Sanger opened his address by discussing William Borah, the namesake of the symposium and University of Idaho’s Borah Theater.
“Borah was a fascinating and incredibly contradictory character,” Sanger said. “He was a huge figure in what, in my mind, is the most critical formative years of the United State. … This lecture is rooted in another one of Borah’s interests, which is keeping the United States in peace.”
Sanger transitioned into discussing modern technology and its role in warfare by comparing how Borah’s interests relate to modern goals of “keeping the United States in peace.” State and non-state actors have learned how to control cyber tools and weaponry like any other method of social control they utilize or have utilized, Sanger said.
He referenced current events often throughout the address, including the Kavanaugh case and the Russia investigation. The Russia investigation’s significance as an example of cyber warfare played a key role in the address.
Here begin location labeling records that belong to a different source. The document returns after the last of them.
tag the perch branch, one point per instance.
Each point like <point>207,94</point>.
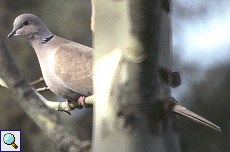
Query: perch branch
<point>47,120</point>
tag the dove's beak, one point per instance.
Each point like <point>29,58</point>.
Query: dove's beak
<point>12,33</point>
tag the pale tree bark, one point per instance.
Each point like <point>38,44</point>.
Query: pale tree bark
<point>132,41</point>
<point>45,118</point>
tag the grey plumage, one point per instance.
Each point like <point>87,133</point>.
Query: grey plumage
<point>66,66</point>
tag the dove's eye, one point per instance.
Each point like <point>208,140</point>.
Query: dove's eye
<point>26,23</point>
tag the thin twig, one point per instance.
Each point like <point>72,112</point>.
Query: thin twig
<point>42,89</point>
<point>39,80</point>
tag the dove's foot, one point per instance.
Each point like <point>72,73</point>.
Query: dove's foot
<point>81,101</point>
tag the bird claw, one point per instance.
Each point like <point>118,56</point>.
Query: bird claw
<point>81,101</point>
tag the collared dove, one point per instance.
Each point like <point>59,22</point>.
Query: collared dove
<point>66,66</point>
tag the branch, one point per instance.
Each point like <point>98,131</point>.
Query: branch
<point>37,81</point>
<point>46,119</point>
<point>64,105</point>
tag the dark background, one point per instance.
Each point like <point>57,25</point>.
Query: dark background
<point>205,73</point>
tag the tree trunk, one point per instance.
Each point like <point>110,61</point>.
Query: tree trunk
<point>132,41</point>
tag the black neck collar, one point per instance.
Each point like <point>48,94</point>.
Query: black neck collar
<point>47,39</point>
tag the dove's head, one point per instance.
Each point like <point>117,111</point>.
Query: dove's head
<point>29,27</point>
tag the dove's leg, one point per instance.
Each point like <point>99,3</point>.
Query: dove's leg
<point>81,101</point>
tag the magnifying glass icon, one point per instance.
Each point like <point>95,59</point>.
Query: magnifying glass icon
<point>9,139</point>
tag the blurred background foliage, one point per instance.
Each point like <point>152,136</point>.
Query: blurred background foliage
<point>205,76</point>
<point>69,19</point>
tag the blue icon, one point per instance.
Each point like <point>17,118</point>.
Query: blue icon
<point>9,139</point>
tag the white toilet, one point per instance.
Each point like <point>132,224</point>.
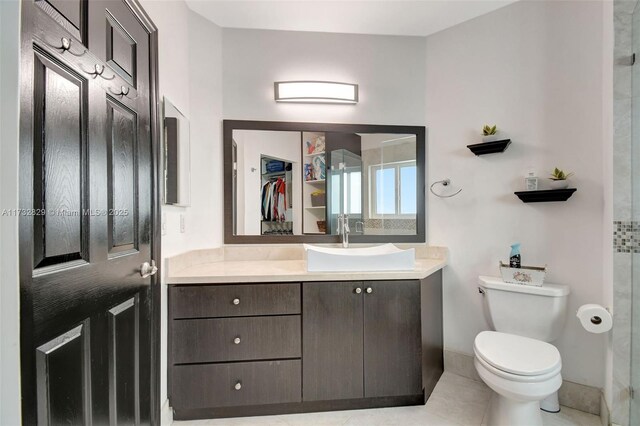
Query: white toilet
<point>515,360</point>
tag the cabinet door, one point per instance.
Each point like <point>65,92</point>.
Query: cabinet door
<point>392,349</point>
<point>332,338</point>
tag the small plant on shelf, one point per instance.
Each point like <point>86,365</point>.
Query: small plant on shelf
<point>559,178</point>
<point>489,133</point>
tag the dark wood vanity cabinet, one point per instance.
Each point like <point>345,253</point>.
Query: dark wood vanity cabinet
<point>361,339</point>
<point>298,347</point>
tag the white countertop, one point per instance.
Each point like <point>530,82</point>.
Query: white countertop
<point>213,268</point>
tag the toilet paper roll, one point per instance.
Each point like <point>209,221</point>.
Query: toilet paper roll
<point>595,318</point>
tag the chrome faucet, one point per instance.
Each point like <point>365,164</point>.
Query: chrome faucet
<point>343,229</point>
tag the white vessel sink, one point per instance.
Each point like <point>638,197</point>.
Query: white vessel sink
<point>385,257</point>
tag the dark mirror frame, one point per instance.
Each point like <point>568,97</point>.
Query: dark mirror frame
<point>230,125</point>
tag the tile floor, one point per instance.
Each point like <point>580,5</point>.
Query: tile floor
<point>456,401</point>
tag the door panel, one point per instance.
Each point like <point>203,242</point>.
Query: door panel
<point>332,337</point>
<point>60,97</point>
<point>122,169</point>
<point>392,339</point>
<point>120,49</point>
<point>124,363</point>
<point>70,14</point>
<point>64,378</point>
<point>87,163</point>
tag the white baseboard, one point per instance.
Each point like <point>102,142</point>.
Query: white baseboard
<point>573,395</point>
<point>166,414</point>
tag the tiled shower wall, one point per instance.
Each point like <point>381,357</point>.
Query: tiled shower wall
<point>626,238</point>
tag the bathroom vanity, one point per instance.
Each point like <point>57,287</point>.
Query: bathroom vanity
<point>263,336</point>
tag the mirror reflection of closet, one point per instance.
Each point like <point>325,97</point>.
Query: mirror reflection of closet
<point>261,157</point>
<point>276,196</point>
<point>315,183</point>
<point>373,174</point>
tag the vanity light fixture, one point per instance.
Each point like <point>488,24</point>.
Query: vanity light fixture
<point>317,92</point>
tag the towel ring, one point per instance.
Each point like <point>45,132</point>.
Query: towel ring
<point>444,182</point>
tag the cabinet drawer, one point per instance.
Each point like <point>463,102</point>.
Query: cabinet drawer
<point>234,300</point>
<point>212,340</point>
<point>215,385</point>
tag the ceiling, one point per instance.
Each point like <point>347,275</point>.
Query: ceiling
<point>390,17</point>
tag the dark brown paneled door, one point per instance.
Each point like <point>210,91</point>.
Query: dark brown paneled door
<point>88,203</point>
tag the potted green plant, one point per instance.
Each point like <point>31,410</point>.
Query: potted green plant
<point>489,133</point>
<point>559,179</point>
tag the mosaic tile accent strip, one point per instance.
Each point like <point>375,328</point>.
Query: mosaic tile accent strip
<point>626,236</point>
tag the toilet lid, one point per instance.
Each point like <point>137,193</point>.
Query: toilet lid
<point>516,354</point>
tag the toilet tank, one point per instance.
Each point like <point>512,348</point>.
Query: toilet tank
<point>529,311</point>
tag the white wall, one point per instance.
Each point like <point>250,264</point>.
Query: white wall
<point>607,160</point>
<point>390,72</point>
<point>535,69</point>
<point>9,282</point>
<point>190,75</point>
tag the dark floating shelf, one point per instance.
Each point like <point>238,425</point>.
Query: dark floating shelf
<point>489,147</point>
<point>545,195</point>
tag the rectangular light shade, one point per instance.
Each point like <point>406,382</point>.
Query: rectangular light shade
<point>325,92</point>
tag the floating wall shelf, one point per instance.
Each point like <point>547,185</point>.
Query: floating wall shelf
<point>489,147</point>
<point>545,195</point>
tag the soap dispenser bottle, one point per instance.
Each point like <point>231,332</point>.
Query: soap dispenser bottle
<point>514,257</point>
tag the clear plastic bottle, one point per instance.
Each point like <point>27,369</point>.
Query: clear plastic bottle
<point>531,181</point>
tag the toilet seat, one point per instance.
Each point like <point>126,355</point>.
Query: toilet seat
<point>517,377</point>
<point>517,358</point>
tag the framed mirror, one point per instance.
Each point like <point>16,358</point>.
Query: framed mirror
<point>176,156</point>
<point>287,182</point>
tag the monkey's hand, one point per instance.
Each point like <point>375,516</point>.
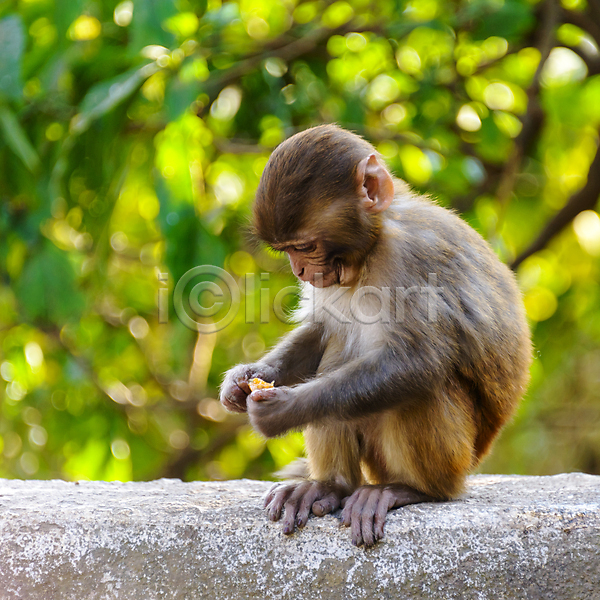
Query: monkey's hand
<point>366,509</point>
<point>297,499</point>
<point>235,389</point>
<point>274,411</point>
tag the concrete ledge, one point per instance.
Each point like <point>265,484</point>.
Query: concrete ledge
<point>509,537</point>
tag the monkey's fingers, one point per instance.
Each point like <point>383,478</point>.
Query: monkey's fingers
<point>292,505</point>
<point>326,505</point>
<point>280,495</point>
<point>386,502</point>
<point>313,493</point>
<point>356,515</point>
<point>271,494</point>
<point>348,503</point>
<point>367,525</point>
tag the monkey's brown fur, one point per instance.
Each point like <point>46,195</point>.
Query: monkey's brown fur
<point>415,401</point>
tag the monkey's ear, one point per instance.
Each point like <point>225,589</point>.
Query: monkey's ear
<point>375,184</point>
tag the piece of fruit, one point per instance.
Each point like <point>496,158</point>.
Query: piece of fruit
<point>258,384</point>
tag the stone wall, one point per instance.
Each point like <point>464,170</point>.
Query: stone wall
<point>508,537</point>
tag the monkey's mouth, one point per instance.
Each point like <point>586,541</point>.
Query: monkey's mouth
<point>325,278</point>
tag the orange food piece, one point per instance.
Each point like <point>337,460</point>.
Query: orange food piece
<point>259,384</point>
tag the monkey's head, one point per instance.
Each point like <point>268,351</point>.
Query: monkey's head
<point>320,199</point>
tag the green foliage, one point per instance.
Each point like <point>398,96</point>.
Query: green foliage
<point>132,138</point>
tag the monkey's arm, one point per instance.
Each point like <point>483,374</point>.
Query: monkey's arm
<point>296,358</point>
<point>382,379</point>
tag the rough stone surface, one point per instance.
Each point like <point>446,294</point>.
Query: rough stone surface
<point>508,537</point>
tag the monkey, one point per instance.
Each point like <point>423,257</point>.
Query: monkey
<point>399,397</point>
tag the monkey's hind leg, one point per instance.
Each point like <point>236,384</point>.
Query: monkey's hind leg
<point>334,470</point>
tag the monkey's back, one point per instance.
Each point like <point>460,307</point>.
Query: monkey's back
<point>480,319</point>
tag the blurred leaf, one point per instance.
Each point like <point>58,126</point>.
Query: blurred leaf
<point>46,288</point>
<point>105,96</point>
<point>16,139</point>
<point>12,44</point>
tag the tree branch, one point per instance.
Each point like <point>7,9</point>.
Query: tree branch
<point>288,52</point>
<point>585,199</point>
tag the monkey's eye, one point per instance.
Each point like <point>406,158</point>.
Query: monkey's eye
<point>306,249</point>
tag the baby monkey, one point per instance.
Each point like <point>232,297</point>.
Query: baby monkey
<point>413,350</point>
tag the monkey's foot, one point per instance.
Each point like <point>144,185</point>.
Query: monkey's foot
<point>297,499</point>
<point>366,509</point>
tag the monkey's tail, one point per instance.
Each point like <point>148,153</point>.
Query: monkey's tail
<point>295,470</point>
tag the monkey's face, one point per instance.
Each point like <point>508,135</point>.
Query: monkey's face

Sanger reminded the audience that cyberattacks have only been a major national safety concern for the past five years according to the Worldwide Threat Assessment. Several major attacks have occurred in recent times, few of them widely known; Stuxnet, Saudi Aramco, Dark Seoul, Sands Casino, and Sony Entertainment name a few of them.
Sanger ended his address by warning the audience that the problem will only get worse in the future. Countries can no longer defeat the “perfect weapon” by building new weapons.
Instead, countries must rely on enhancing cyber security and finding political solutions that do not involve treaties. We as a global community must decide how we will bring stability to cyberspace.
The next Borah Symposium events will be the Renfrew Colloquium on Gaming for Peace in the Vandal Ballroom at 12:30pm Tuesday and the Closing Keynote Address by Jane McGonigal in the International Ballroom at 7:00pm Wednesday.